Furthermore as a second step it makes sense to ask whether the business in its present form will still exist in 10 or 20 years, which challenges lie ahead (digitalisation, industry 4.0, new technologies, new competitors, great investment needs) and how
opportunities and risks are assessed. While the digitalisation basically offers great opportunities for the development of new business models, in certain cases the best decision might be to sell the company in due time if no appropriate profits are
to be expected or the risks including personal liability seem greater than the prospects.
When talking about leadership first of all the predecessor should self-critically think about his key individual risk and to transfer his knowledge really early to other executive personnel. In general companies are well-advised to
build a stable second level in order not to become a permanent bottleneck. Furthermore it should be assessed free of emotions how the demands on the company management will change in the future. In a given case one might come to realise that it is
better to install a foreign business management and to strengthen the internal management team instead of fielding one successor alone with one’s eyes open.
Closely related to the issue of reorientation of the leadership is the systematic successor development. For a long-term succession planning it is necessary to give thought to the question how the succession can be
organised at least 5 years in advance (better 10). Are the children qualified and motivated to succeed their parent? Not every young person is willing to bear the responsibility as executive partner. How can they prepare themselves for the new role
with regards to education and external work experience? When should they join the company? What should be done if there are no children or if the children are not interested in succeeding the parents? These are a lot of questions to which there are
no easy answers, yet to which answers must be found.
The accountable selection of a successor is especially demanding. First of all criteria for a successor have to be established in an iterative process – ideally with the support of an external facilitation. Which hard skills and executive
experience should he or she have? Is a generalist, a CFO or a sales professional required? Do the potential successors have enough enterprising spirit to bring the company to the fore and not only manage it? It is obvious that the successor generation
must be given the chance to grow into the new role and must also be allowed to make mistakes. What matters is the essential self-motivation and the enterprising “edge” of the successor.

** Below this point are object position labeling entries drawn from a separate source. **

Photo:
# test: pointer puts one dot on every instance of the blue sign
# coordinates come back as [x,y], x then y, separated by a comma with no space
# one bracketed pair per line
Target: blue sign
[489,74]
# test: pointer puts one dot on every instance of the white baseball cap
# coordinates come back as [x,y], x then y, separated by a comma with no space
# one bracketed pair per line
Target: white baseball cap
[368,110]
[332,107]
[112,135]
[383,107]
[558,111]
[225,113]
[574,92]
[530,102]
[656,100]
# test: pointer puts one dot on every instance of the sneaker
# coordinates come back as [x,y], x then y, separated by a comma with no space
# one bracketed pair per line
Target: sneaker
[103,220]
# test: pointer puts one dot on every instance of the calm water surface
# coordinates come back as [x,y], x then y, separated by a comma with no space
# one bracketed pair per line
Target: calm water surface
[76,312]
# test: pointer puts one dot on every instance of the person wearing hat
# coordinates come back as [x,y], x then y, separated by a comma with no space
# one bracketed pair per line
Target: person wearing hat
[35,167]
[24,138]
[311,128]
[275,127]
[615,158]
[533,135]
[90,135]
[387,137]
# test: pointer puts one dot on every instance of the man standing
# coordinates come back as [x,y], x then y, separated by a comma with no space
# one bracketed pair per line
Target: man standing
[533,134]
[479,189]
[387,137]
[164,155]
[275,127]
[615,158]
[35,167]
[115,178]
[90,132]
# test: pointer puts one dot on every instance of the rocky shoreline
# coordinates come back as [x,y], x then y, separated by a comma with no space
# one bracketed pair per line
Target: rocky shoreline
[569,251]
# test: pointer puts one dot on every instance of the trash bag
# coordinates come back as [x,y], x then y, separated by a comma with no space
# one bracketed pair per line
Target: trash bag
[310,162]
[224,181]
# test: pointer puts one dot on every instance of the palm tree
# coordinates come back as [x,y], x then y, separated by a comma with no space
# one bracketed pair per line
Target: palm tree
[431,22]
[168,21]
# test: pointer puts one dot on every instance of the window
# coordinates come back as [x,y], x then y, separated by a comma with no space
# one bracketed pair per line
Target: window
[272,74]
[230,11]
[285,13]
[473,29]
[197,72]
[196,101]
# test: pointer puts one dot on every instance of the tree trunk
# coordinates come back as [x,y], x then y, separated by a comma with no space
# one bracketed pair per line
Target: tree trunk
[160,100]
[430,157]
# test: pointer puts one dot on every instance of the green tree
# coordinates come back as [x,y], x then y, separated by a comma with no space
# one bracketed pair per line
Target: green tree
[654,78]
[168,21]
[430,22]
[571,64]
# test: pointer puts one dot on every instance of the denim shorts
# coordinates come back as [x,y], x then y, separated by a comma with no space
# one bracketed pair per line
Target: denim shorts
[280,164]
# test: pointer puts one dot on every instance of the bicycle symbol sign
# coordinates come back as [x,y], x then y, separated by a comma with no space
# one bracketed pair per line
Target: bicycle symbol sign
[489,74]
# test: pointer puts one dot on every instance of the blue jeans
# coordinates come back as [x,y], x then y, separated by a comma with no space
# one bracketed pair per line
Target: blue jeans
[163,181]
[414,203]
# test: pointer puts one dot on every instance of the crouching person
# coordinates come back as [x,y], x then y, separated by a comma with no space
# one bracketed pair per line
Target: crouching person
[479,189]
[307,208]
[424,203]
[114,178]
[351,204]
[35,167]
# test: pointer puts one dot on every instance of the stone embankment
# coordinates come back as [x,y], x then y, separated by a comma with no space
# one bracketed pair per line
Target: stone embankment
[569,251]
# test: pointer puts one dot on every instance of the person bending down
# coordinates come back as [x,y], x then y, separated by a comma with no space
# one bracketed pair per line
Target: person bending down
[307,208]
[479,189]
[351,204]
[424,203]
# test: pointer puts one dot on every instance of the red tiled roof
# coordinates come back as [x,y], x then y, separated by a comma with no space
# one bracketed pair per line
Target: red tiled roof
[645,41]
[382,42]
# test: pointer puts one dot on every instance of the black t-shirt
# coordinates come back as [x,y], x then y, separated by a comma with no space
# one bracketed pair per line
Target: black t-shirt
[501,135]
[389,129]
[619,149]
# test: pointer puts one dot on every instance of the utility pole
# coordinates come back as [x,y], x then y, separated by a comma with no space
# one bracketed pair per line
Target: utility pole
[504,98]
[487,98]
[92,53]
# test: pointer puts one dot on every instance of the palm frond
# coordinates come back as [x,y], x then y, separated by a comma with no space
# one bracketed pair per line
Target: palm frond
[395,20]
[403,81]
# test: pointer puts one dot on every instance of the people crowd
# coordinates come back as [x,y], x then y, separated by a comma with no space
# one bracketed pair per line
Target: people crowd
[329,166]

Was the successor through a systematic selection process found, the transition management between predecessor and successor has to be detailed. Who manages the company when and how? Ideally the successor or the successors get the
opportunity to assume responsibility gradually as part of a binding introductory and collaboration model, after that they become part of the management and finally bear the sole responsibility from a certain day. A prerequisite is that the predecessor
supports the introductory training actively, retires step by step and gives the successor the opportunity to develop.
It can get difficult if children who are differently talented manage the company together or if the respective spouses intervene without being able to or wanting to bear responsibility. There is no general solution but tact is called for and – if requested
– active support of an adviser or coach with a good sense of business.
Again and again successors have to assume duty without a sufficient settling-in period, especially if the predecessor drops out due to an accident, a precipitate illness or dementia. In this case the issue of consulting & coaching of successors becomes very important because the strategy often has to be challenged and re-sharpened and the successor needs to be supported on the strategic and operative management. The same applies if the successors feel overwhelmed by the numerous
duties and are prepared to accept help in order to grow into the “big shoes” of the predecessor. A personal coaching can support the expansion of one’s skills, the exploitation of one’s potential and the development of a leadership ability.